The ethics of marriage differs from community to community. While the Hindus consider it as the sacrament sanctifying the body and an essential pie-requisite for the attainment of moksa, the Muslims take it as a contract.


Marriages among the Hindus are governed by rules and  restrictions falling under the categories of endogamy, exogamy and hypergamy. A Hindu may not marry outside his caste or his particular sub-caste which according to social custom is considered endogamous. He is confined for the choice of a wife within this group. Outside, the caste or sub-caste within which a man must marry, are a set of further sub-divisions which prohibit the marriage of persons related through males which are called endogamous groups. Marriage was prohibited within certain degrees of relationship. Marriage within the same gotra was prohibited. Hypergamy relates to the social rule by which a woman should be married to a man who is cither her equal or her superior in rank. Such practice is widely prevalent in northern India by which men of a higher sub-caste of a caste will take in marriage a lady from lower ones but will not give their daughters in return.

It was customary among most of the Hindus to marry a girl before puberty. However, the position changed with the  passing of the Sharada Act and other enactments.

Among the Hindus also there was diversity as Car as widow marriage was concerned. The Brahmans prohibited the remarriage of widows on the ground that it was a sacrament that she could go through only once. Divorce was also prohibited. Dowry either in the form of bride-price or hunda was customary.


Social usage in relation to Hindu marriage has been considerably affected by various legal enactments passed, perhaps right from 1833 when the regulation prohibiting sati was declared. (1) A common form of civil marriage for all communities in India was provided by the Special Marriage Act III of 1822, which made it possible for an Indian of whatever caste or creed to enter into a valid marriage with a person belonging to any caste or creed, provided the parties registered the contract of marriage, declaring inter alia that they did not belong to any religion [G. S. Ghurye, Caste and Class in India (1950), p, 165.]. This Act was amended by Act XXX of 1923, making it possible for Hindus, Buddhists, Sikhs and Jains (but not for Christians, Jews, Muhammedans and Parsees) to declare their religion and yet get their marriage registered. (2) The Child Marriage Restraint Act XIX of 1929, as amended by Act XIX of 1946, prohibited marriages of boys under 18 years of age, and girls under 14 years of age. (3) The Hindu Marriage Disabilities Removal Act XXVIII of 1946 validated marriages between parties (a) belonging to the same gotra or (b) belonging to different sub-divisions of the same caste; and now (4) The Hindu Marriage Act of 1955 which abrogates and modifies all the past laws. It has made Hindu marriage now strictly adult and monogamous, has done away with the caste and gotra restrictions which limited the field of marriage, and has set down definite conditions under which a degree of nullity and further of dissolution of marriage could be obtained.

As marriage from the Hindu point of view created an indissoluble tie between the husband and the wife, divorce was not known to the general Hindu law.
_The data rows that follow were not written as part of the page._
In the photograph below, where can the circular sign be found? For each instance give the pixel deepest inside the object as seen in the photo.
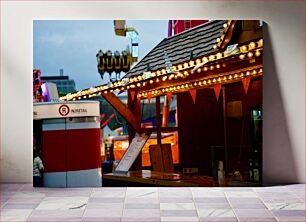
(64, 110)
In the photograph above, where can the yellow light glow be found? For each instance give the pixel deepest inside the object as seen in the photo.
(252, 45)
(242, 56)
(244, 48)
(250, 54)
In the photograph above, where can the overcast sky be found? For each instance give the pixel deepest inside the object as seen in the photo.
(73, 45)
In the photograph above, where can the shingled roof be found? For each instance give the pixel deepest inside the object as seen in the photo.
(197, 41)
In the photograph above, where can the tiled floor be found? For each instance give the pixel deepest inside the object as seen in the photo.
(22, 202)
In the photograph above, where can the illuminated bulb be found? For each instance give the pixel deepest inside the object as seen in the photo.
(252, 45)
(242, 56)
(244, 48)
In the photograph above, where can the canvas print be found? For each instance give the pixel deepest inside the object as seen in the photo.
(175, 103)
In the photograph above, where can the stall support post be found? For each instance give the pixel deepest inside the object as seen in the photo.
(158, 124)
(224, 128)
(134, 106)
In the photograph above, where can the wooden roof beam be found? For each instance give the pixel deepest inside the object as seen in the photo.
(121, 108)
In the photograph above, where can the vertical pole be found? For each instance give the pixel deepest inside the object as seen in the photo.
(158, 120)
(224, 129)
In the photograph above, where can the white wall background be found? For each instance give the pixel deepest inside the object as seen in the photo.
(284, 80)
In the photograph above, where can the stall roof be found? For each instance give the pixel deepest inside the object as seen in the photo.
(197, 41)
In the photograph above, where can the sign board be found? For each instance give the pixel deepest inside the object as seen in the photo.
(49, 110)
(132, 152)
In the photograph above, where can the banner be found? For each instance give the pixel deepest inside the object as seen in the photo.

Neither party to a marriage could, therefore, divorce the other unless divorce was allowed by custom. The Indian Divorce Act, 1869, provided inter alia for dissolution of marriage, but it applied only to cases where " the petitioner or respondent professed the Christian religion " (Section 2 of the Act). However, according to the Hindu Marriage Act. 1955, reliefs by way of judicial separation, declaration of nullity of marriage and divorce are recognized (Sections 10 to 13).


Amongst Muslims celebacy is condemned by the prophet and every Muslim is enjoined to marry by his religion. The prohibited degrees, amongst Muslims, include consanguinity, affinity, fosterage with the wife's sister during the lifetime of the wife, of the wife of another until the period of iddat probation  has expired, and polytheists.  According to the Koran and traditions, Muslims are allowed to have four wives. However, except in case of wealthy Muslims  a second wife is rarely taken.